Seine Straßenlage auf der Öko-Spur ist Spitze – diese Note schreibt die Bremer Umweltbehörde dem VW-Konzern nun gern ins Zeugnis. Denn gemeinsam mit der Preussag Recycling GmbH baut Deutschlands größter Autoproduzent die Altautoverwertung so systematisch auf, daß sie bis 1997 im ganzen Land funktionieren soll. Bremen liegt dabei im Zeitplan weit vorne: Ab sofort arbeitet der erste Demontage–Betrieb der neuen Art in Hemelingen. Ziel der Unternehmung: alle bisherigen Wiederverwertungsrekorde in der Autobranche zu brechen.
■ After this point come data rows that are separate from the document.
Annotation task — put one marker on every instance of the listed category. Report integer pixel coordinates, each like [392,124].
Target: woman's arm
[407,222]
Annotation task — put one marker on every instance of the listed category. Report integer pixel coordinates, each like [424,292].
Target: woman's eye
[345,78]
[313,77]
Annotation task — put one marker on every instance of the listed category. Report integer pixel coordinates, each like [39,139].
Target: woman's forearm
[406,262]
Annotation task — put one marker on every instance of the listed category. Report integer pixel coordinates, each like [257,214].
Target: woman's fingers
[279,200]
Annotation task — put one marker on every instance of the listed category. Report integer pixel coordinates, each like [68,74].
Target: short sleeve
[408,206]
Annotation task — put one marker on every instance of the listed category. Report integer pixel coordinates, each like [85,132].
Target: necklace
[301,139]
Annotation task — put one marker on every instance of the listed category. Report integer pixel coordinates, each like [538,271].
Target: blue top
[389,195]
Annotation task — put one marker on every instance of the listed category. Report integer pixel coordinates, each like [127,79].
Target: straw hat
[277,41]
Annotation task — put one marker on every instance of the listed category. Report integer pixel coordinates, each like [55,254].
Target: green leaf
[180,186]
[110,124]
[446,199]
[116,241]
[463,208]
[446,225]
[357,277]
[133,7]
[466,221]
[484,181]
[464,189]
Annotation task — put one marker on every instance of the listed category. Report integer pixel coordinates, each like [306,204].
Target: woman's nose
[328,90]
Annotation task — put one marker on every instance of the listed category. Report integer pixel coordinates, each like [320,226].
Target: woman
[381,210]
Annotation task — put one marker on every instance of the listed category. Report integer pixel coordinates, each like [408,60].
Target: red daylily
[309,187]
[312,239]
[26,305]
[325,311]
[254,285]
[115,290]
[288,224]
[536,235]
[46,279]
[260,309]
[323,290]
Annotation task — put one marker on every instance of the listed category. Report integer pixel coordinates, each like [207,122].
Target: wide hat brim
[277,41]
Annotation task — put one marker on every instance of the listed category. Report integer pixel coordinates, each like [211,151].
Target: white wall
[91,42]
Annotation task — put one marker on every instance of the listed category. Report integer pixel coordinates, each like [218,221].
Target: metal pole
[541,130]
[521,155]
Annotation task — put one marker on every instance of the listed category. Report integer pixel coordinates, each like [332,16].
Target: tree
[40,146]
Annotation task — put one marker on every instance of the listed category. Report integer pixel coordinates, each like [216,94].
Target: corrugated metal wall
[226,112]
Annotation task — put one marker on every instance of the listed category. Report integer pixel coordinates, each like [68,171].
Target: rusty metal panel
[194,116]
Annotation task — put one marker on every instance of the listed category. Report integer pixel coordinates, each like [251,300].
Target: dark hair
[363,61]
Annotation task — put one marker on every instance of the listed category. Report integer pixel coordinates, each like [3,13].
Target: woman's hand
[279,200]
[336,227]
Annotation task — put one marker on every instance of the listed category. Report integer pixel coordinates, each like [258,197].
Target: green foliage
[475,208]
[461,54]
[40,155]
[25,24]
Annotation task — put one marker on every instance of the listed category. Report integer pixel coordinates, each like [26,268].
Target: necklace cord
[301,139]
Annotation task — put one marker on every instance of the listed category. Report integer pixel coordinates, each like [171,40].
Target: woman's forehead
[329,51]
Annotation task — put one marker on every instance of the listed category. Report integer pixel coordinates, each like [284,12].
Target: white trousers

Die Firma Erwin Meyer, seit 30 Jahren in der Abfallwirtschaft, hat damit ein neues Standbein ausgefahren. Neben dem Geschäft mit dem Altpapier oder der Demontage von Kühlschränken besorgt sie nun das zweite Leben des Autos auf ungeahntem Niveau. Statt der bisher 75-prozentigen Altauto-Verwertung legt sie einen Recycling-Grad von 87 Prozent in der neuen Demontageanlage vor. „Mehr ist ökonomisch nicht sinnvoll.“ Wer seine Schrottkiste jetzt noch auf die billige Deponie nach Holland schickt, darf sich getrost einen Umweltfrevler nennen. Zumal ein ausgetüfteltes Netz von rund 100 Annahmestellen ab 1997 gewährleisten soll, daß niemand länger als eine Stunde fahren muß, um sein ausgediehntes Fahrzeug loszuwerden.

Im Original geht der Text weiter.